The science show VSauce presents a bewildering hail of facts that change the way you look at the world. They might even change the way you look at looking.

I’ve posted before about the fact that the spectrum of light we see is only a tiny fraction of light’s total spectrum, but I never realized how tiny.

If the entire practical spectrum of wavelengths was laid out linearly from New York to Los Angeles, the visual portion we see would only be the size of 100 nanometers.

This chart necessarily distorts the scale. The rainbow in the middle should really be so tiny you can't see it.

This chart necessarily distorts the scale. The rainbow in the middle representing visible light should be so tiny you can’t see it.

So there’s the light we see, and then there’s light that we can’t see. Radio waves and microwaves are really just different frequencies of light, or what scientists call “electromagnetic waves”. The full spectrum goes from a wavelength of 1,000 meters (extremely low-frequency radio waves) to 0.0000000000001 meters (gamma rays). Visible light goes from .0000004 meters (purple) to .0000007 meters (red). The difference between 400 nanometers and 700 nanometers is nothing compared to the size of the whole spectrum.

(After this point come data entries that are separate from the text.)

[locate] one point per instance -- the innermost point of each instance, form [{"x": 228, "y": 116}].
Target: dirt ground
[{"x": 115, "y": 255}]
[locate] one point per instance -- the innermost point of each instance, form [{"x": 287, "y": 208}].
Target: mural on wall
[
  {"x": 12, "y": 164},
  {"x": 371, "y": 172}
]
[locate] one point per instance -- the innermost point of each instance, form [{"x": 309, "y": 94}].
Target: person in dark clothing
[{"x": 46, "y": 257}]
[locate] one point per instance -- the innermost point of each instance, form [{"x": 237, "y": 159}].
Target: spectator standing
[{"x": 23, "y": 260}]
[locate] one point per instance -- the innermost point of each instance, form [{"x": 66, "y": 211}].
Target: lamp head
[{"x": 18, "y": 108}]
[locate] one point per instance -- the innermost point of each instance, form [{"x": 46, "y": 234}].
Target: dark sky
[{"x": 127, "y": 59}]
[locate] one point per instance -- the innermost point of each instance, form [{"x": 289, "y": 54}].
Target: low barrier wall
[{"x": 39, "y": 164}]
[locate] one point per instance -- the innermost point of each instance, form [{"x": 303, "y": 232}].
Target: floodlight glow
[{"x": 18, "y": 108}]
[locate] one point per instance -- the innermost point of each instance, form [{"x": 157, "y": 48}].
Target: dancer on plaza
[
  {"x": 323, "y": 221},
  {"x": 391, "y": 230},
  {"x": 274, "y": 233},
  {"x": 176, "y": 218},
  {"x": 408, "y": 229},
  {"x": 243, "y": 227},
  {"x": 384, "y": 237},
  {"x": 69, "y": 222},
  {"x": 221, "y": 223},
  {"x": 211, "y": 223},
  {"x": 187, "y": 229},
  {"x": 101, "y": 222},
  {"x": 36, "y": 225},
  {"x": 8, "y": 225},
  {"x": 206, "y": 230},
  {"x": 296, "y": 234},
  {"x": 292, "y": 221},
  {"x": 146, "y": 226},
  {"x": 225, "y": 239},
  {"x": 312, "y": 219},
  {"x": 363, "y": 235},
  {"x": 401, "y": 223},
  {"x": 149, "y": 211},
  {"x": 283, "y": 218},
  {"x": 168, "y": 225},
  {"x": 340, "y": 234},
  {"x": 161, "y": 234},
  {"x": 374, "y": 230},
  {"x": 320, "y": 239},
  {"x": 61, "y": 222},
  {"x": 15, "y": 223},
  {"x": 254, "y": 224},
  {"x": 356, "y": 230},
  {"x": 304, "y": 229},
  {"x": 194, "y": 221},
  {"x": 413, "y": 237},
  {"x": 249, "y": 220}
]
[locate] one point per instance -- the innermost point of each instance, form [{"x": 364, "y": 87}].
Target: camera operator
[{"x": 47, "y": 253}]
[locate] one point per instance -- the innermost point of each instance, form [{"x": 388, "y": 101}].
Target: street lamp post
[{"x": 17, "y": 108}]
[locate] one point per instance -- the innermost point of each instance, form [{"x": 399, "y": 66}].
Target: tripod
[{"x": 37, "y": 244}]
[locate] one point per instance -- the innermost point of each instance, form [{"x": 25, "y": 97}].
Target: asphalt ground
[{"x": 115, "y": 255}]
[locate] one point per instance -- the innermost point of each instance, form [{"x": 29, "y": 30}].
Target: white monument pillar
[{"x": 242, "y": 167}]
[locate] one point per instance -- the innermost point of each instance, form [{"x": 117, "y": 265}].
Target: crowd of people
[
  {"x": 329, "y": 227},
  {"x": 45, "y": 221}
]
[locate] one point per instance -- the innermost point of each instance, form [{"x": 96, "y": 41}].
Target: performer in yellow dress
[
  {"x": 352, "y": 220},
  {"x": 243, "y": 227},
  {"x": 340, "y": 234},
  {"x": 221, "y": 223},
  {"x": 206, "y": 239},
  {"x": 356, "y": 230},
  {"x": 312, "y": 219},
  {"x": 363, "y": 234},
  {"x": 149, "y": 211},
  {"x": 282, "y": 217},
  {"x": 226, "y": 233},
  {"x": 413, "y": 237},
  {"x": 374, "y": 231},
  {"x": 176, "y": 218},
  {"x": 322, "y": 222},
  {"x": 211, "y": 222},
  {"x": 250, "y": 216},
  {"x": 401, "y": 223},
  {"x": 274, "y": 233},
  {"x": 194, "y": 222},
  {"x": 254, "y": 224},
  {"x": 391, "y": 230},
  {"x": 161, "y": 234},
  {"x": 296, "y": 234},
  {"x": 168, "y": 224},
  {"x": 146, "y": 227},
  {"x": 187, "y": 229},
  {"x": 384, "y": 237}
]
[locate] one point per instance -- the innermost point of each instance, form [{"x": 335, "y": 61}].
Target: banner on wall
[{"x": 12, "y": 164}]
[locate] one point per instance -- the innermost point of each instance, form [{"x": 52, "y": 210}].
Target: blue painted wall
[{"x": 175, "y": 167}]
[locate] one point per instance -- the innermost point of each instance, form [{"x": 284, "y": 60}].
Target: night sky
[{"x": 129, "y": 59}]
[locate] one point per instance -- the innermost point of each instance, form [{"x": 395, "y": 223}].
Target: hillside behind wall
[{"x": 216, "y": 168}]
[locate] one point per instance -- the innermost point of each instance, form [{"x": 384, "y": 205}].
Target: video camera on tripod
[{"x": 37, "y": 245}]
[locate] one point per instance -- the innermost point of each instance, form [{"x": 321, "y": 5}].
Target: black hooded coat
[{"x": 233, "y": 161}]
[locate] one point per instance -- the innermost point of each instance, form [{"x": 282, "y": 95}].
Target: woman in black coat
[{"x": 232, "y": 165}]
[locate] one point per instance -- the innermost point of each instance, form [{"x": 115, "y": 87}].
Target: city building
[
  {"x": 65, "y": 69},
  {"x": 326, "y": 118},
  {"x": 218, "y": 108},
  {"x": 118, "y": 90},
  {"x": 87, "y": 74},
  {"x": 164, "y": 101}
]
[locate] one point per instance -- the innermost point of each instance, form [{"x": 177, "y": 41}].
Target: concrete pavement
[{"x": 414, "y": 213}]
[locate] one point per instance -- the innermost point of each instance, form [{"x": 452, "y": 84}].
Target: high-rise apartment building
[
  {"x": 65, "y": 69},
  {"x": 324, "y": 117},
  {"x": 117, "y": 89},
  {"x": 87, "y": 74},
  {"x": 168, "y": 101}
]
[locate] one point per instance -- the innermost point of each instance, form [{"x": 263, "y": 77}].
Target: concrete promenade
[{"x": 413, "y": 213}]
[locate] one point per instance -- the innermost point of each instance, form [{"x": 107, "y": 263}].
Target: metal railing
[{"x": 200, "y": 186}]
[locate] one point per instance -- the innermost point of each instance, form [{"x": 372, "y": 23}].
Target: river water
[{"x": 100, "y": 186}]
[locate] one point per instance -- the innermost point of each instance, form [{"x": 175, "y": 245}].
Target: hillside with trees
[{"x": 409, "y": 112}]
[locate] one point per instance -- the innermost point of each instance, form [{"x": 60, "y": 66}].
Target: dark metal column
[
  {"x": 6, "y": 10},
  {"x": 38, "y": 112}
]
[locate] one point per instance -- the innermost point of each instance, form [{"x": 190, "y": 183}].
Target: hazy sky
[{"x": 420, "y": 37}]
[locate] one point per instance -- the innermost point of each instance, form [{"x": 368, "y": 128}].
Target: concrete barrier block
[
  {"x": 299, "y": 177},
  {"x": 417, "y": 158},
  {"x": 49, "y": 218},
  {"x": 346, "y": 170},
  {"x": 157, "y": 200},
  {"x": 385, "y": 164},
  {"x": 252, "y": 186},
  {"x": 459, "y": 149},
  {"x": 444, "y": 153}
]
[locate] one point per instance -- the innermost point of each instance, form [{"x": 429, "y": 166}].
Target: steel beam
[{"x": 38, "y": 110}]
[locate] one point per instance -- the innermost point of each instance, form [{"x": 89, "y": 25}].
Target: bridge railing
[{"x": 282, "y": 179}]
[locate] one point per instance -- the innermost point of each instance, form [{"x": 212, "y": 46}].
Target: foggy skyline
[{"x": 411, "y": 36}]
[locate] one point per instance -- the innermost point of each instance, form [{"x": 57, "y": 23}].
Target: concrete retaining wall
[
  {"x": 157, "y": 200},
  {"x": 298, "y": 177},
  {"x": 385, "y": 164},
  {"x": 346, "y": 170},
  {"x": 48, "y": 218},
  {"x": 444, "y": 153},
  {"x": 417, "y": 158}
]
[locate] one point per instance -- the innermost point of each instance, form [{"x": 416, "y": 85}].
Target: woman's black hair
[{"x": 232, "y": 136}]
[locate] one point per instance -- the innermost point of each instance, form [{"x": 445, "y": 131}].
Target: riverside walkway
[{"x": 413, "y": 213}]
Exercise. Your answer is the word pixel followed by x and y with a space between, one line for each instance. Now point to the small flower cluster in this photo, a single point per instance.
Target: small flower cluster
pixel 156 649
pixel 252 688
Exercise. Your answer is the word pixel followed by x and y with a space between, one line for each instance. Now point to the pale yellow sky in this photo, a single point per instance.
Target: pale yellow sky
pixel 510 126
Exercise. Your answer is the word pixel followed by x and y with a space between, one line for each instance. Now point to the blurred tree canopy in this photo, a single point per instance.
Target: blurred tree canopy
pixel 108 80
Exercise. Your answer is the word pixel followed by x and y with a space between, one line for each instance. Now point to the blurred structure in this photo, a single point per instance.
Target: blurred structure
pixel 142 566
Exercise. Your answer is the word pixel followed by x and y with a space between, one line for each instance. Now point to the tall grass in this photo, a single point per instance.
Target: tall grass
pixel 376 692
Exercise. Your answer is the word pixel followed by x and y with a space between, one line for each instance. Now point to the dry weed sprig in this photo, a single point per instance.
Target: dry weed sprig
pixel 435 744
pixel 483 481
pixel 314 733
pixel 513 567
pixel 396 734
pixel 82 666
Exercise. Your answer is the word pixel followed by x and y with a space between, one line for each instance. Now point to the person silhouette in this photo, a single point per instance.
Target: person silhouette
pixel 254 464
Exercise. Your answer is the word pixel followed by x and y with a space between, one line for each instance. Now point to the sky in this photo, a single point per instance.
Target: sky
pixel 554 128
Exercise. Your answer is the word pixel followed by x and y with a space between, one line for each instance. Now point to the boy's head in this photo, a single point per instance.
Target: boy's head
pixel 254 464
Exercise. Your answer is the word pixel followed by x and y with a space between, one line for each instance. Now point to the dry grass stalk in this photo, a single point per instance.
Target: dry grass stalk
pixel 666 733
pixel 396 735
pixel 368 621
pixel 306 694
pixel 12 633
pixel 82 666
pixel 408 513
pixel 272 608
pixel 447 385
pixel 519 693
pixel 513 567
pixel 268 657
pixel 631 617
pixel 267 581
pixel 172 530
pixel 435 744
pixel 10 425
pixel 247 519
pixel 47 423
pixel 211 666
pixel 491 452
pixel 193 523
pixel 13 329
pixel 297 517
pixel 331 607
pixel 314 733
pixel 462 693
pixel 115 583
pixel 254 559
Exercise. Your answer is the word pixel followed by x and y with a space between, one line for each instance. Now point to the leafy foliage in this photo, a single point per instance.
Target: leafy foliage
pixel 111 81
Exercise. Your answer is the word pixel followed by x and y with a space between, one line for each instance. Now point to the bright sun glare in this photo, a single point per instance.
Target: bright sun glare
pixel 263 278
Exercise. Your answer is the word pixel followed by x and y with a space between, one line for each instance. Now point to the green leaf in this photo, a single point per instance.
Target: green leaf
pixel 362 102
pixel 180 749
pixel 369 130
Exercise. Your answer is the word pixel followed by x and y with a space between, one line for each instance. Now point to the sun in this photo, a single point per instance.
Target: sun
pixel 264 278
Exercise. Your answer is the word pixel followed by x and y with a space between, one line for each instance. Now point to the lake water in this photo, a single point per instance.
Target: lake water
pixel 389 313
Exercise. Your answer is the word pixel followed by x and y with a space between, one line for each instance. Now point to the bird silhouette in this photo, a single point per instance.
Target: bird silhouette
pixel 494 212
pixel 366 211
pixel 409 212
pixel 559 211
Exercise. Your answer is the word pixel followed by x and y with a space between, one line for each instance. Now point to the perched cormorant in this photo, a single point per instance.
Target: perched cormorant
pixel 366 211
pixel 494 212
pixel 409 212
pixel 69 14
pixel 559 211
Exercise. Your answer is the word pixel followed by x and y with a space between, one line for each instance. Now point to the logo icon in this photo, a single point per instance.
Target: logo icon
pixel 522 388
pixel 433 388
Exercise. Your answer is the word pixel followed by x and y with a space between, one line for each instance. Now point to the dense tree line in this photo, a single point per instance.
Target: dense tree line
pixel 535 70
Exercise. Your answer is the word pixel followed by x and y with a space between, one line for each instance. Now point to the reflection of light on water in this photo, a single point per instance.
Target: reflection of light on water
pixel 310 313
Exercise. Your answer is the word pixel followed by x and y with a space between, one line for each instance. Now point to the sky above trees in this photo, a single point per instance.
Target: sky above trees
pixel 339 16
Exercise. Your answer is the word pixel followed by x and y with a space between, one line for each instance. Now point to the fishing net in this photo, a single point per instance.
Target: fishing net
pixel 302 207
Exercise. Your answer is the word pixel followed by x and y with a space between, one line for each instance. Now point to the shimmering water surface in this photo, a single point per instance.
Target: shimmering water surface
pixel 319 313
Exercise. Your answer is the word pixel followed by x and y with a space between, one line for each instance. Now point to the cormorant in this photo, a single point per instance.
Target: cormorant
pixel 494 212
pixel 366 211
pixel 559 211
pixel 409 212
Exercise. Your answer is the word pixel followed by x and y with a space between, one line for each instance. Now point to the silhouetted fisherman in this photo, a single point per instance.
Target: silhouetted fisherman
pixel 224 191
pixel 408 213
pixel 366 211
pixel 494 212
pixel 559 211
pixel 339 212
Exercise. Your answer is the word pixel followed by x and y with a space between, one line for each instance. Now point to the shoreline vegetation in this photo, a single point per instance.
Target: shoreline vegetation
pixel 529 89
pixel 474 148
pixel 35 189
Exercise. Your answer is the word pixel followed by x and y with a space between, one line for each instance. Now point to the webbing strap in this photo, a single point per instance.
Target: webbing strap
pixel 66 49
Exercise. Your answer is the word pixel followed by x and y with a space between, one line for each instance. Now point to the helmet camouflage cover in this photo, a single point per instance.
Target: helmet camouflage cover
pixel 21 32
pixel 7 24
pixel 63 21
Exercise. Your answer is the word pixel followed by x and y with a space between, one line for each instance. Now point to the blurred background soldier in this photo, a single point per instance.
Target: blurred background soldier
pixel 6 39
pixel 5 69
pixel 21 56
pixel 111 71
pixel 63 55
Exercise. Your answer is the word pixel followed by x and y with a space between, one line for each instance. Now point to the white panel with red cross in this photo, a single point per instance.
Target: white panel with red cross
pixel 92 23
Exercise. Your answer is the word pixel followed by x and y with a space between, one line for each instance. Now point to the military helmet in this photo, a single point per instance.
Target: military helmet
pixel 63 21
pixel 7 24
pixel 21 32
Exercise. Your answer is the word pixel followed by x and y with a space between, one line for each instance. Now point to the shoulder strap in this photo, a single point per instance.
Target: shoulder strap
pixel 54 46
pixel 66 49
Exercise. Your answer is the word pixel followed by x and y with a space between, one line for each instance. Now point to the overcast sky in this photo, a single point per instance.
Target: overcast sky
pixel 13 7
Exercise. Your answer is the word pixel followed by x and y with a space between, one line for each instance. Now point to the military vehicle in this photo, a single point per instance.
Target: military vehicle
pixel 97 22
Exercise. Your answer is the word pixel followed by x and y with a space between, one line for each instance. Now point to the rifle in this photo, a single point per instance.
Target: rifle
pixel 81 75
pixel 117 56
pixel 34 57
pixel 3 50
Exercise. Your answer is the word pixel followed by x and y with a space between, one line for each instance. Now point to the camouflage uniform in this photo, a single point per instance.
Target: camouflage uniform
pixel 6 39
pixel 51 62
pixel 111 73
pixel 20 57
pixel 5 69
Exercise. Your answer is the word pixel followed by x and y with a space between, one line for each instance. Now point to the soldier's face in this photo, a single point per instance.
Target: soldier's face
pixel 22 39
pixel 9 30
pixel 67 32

If the whole crazy rainbow of electromagnetic waves had a chart as big as the distance from LA to New York, the visible light part of the spectrum would be the size of the AIDS virus (green dots), and it would be about nine feet from the start of the line.

So that’s how small a fraction of the electromagnetic spectrum we see.

Then again, maybe just laying out the full range of practical wavelengths doesn’t really give a meaningful idea of how “big” the spectrum is. It could be that visible light is a bigger sliver than this visualization would suggest. I’m no physicist, so correct me if I’m missing something here. Or just tell me what you think.

Another surprising thing:

A cell-phone camera can reveal that your TV’s remote control is really a flashlight that shines an invisible color. Take video of the remote’s tip while you press its buttons, and you’ll see it lighting up on the cell phone’s screen even though you can’t see it with your own eyes. It’s shining an infrared color that’s invisible to our eyes.